A statement from the tournament organisers read: “RLWC2021 note the disappointing statement made by the ARLC and NZRL which may have wide ranging implications for international rugby league.
“RLWC2021 were informed at very short notice and will continue discussions with all stakeholders to agree on the best way forward. A further statement will be made in due course.”
Analysis by BBC rugby league correspondent Dave Woods
The organisers of the Rugby League World Cup – who were given four minutes’ notice of this morning’s announcement from Australia – now have a big decision to take – push on with this year’s tournament without Australia and New Zealand, or postpone till 2022.
To hold the tournament without two of the international game’s major powers would have a huge impact on its credibility.
But to put it off till next year will lead to huge costs and possibly intangible organisational problems. A third option is to cancel altogether.

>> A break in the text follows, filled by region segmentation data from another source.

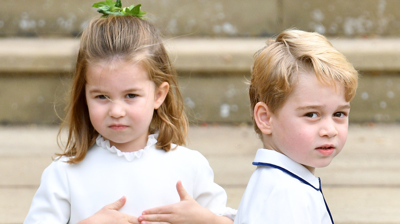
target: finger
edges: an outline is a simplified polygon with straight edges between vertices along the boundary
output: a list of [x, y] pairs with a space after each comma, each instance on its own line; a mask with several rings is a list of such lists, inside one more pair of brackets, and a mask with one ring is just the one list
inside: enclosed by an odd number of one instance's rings
[[135, 216], [129, 216], [128, 218], [128, 221], [130, 223], [140, 224], [141, 222]]
[[121, 209], [121, 208], [123, 207], [123, 206], [124, 206], [125, 205], [126, 203], [126, 197], [124, 196], [121, 198], [118, 199], [115, 202], [114, 202], [113, 203], [111, 203], [106, 206], [106, 207], [109, 209], [119, 210], [119, 209]]
[[179, 197], [181, 198], [181, 201], [189, 199], [192, 197], [188, 194], [186, 190], [185, 190], [183, 185], [182, 185], [182, 182], [181, 181], [178, 181], [176, 183], [176, 190], [178, 191], [178, 194], [179, 194]]
[[138, 220], [141, 223], [172, 223], [171, 218], [172, 218], [170, 214], [155, 214], [150, 215], [141, 215], [138, 218]]

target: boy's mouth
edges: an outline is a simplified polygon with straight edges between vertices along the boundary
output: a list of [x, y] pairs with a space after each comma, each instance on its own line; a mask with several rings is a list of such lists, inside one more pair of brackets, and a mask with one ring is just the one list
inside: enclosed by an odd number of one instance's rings
[[325, 155], [329, 155], [333, 153], [335, 147], [332, 146], [324, 146], [315, 148], [315, 150]]

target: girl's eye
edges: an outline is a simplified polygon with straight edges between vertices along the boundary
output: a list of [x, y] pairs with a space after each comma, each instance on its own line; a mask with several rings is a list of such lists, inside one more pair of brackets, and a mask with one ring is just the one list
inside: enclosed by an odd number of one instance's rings
[[318, 117], [318, 115], [316, 113], [311, 113], [306, 114], [305, 116], [310, 118], [316, 118]]
[[336, 117], [337, 118], [343, 118], [347, 115], [347, 114], [344, 112], [337, 112], [333, 114], [333, 117]]
[[136, 97], [136, 96], [137, 95], [136, 94], [127, 94], [126, 97], [127, 97], [127, 98], [134, 98], [135, 97]]

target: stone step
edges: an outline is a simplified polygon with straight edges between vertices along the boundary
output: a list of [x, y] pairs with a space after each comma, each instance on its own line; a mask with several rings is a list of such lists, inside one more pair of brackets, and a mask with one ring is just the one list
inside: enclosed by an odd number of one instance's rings
[[[166, 41], [192, 121], [250, 121], [244, 83], [249, 77], [252, 55], [266, 40]], [[351, 120], [400, 121], [400, 38], [331, 40], [363, 75]], [[78, 44], [75, 38], [0, 39], [0, 123], [57, 122], [54, 108], [62, 116]]]

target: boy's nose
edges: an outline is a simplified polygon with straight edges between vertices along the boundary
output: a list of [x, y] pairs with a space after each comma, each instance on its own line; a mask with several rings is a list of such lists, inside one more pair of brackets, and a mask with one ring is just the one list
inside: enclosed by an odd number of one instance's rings
[[332, 119], [329, 118], [323, 119], [322, 124], [319, 130], [319, 136], [332, 138], [338, 134], [335, 121]]
[[126, 111], [124, 105], [120, 102], [112, 102], [108, 111], [110, 117], [118, 118], [124, 117], [126, 115]]

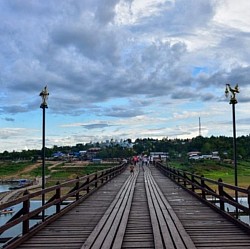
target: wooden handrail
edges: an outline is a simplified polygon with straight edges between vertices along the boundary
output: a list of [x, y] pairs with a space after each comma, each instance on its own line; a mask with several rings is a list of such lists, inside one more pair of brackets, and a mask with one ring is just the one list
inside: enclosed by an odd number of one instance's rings
[[[218, 181], [205, 178], [204, 176], [199, 176], [187, 171], [175, 169], [169, 165], [163, 165], [160, 162], [155, 162], [154, 164], [158, 169], [160, 169], [163, 174], [168, 176], [171, 180], [175, 181], [177, 184], [187, 189], [197, 198], [201, 199], [203, 202], [209, 204], [214, 209], [219, 209], [223, 213], [228, 213], [229, 217], [232, 217], [232, 212], [226, 210], [225, 204], [229, 204], [237, 210], [241, 210], [239, 214], [250, 215], [250, 186], [248, 189], [233, 186], [224, 183], [222, 179]], [[217, 186], [218, 193], [216, 190], [211, 189], [206, 183], [212, 183]], [[247, 198], [248, 207], [238, 203], [233, 196], [229, 195], [225, 189], [234, 190], [238, 192], [238, 196], [245, 196]], [[212, 197], [212, 198], [211, 198]], [[216, 201], [214, 201], [214, 199]], [[216, 205], [219, 203], [219, 207]], [[236, 214], [237, 216], [237, 214]], [[232, 217], [234, 222], [250, 233], [250, 226], [246, 223], [241, 222], [238, 217]]]
[[[39, 190], [34, 193], [29, 193], [25, 191], [24, 195], [16, 200], [9, 201], [0, 205], [0, 210], [8, 209], [14, 205], [23, 203], [22, 208], [4, 225], [0, 226], [0, 234], [9, 230], [13, 226], [17, 224], [22, 224], [22, 230], [20, 233], [22, 235], [27, 235], [32, 228], [38, 229], [39, 226], [44, 226], [43, 223], [48, 224], [50, 217], [58, 216], [60, 217], [60, 213], [64, 213], [64, 209], [68, 209], [69, 206], [74, 206], [74, 202], [79, 202], [81, 200], [86, 199], [86, 197], [91, 194], [93, 191], [98, 189], [100, 186], [108, 182], [114, 176], [120, 174], [125, 168], [126, 163], [118, 165], [113, 168], [109, 168], [106, 170], [98, 171], [90, 175], [86, 175], [83, 177], [77, 177], [76, 179], [65, 181], [63, 183], [57, 183], [55, 186], [48, 187], [44, 190]], [[73, 185], [73, 187], [72, 187]], [[71, 189], [66, 193], [62, 194], [62, 189], [65, 187], [70, 187]], [[81, 194], [80, 194], [81, 192]], [[30, 202], [31, 199], [41, 199], [42, 195], [54, 193], [52, 197], [43, 205], [32, 211], [30, 211]], [[74, 197], [74, 199], [72, 199]], [[65, 201], [69, 201], [67, 206], [62, 206]], [[40, 218], [39, 214], [48, 208], [55, 206], [55, 213], [52, 215], [48, 215], [45, 217], [45, 221], [39, 222], [39, 224], [35, 224], [30, 227], [30, 220]], [[54, 219], [54, 218], [53, 218]], [[52, 219], [51, 219], [52, 220]], [[16, 236], [16, 235], [15, 235]], [[13, 236], [14, 237], [14, 236]], [[13, 241], [13, 237], [10, 241]], [[21, 237], [21, 235], [19, 235]], [[8, 242], [7, 242], [8, 243]], [[11, 242], [10, 242], [11, 243]]]

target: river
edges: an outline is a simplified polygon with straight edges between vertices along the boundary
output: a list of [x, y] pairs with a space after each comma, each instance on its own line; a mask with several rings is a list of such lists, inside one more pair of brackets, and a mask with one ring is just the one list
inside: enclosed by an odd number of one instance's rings
[[[1, 192], [6, 192], [9, 190], [9, 187], [11, 187], [13, 185], [10, 184], [0, 184], [0, 193]], [[239, 198], [239, 202], [247, 207], [247, 198]], [[31, 201], [30, 204], [30, 209], [34, 210], [38, 207], [41, 206], [41, 201]], [[15, 212], [17, 212], [18, 210], [20, 210], [22, 207], [22, 204], [18, 204], [13, 206], [13, 210]], [[234, 209], [230, 206], [226, 205], [226, 208], [229, 208], [230, 211], [234, 211]], [[46, 210], [45, 215], [51, 215], [55, 213], [55, 207], [51, 207], [50, 209]], [[13, 214], [2, 214], [0, 215], [0, 226], [4, 225], [11, 217]], [[243, 222], [250, 224], [250, 216], [239, 216], [239, 219], [242, 220]], [[31, 220], [30, 221], [30, 227], [35, 225], [36, 223], [38, 223], [39, 220]], [[3, 234], [0, 235], [0, 238], [6, 238], [6, 237], [13, 237], [13, 236], [17, 236], [21, 233], [21, 229], [22, 229], [22, 224], [16, 225], [13, 228], [9, 229], [8, 231], [4, 232]], [[1, 245], [1, 244], [0, 244]]]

There will be huge anger directed at the Australian clubs from the international game. The heavy suspicion is that this decision is based on those clubs’ own domestic self-interests.
The RLWC2021 organisers will point to the fact that this country has already safely held major international sports events this year – the Euros, the Open, Wimbledon. And that Australia is sending athletes abroad for other sport events, including the Olympics.
So are the Australian clubs more concerned about their own backyard issues – how a World Cup would impact their domestic 2022 season – rather than the good of the wider game?
And given their general lack of support for international rugby league, would those Australian clubs still be putting up barriers to the World Cup even if it was postponed till next year?
But to counter that, the game down under can point to a continued disruption to rugby league in England with Super League fixtures still being called off on a weekly basis because of Covid issues.
What confidence can there be that normality will have returned ahead of the planned RLWC2021 kick-off on October 23rd?
And as Australia is a long way short of its vaccine rollout targets, there is still an understandable nervousness about potential variants being imported into that country on the back of an event like the Rugby League World Cup.
But whatever the rights and wrongs of today’s announcement by the ARLC and NZRL, and no matter what happens next with the staging of RLWC2021, a massive and unprecedented opportunity to promote the sport of rugby league to a huge international audience will now be missed.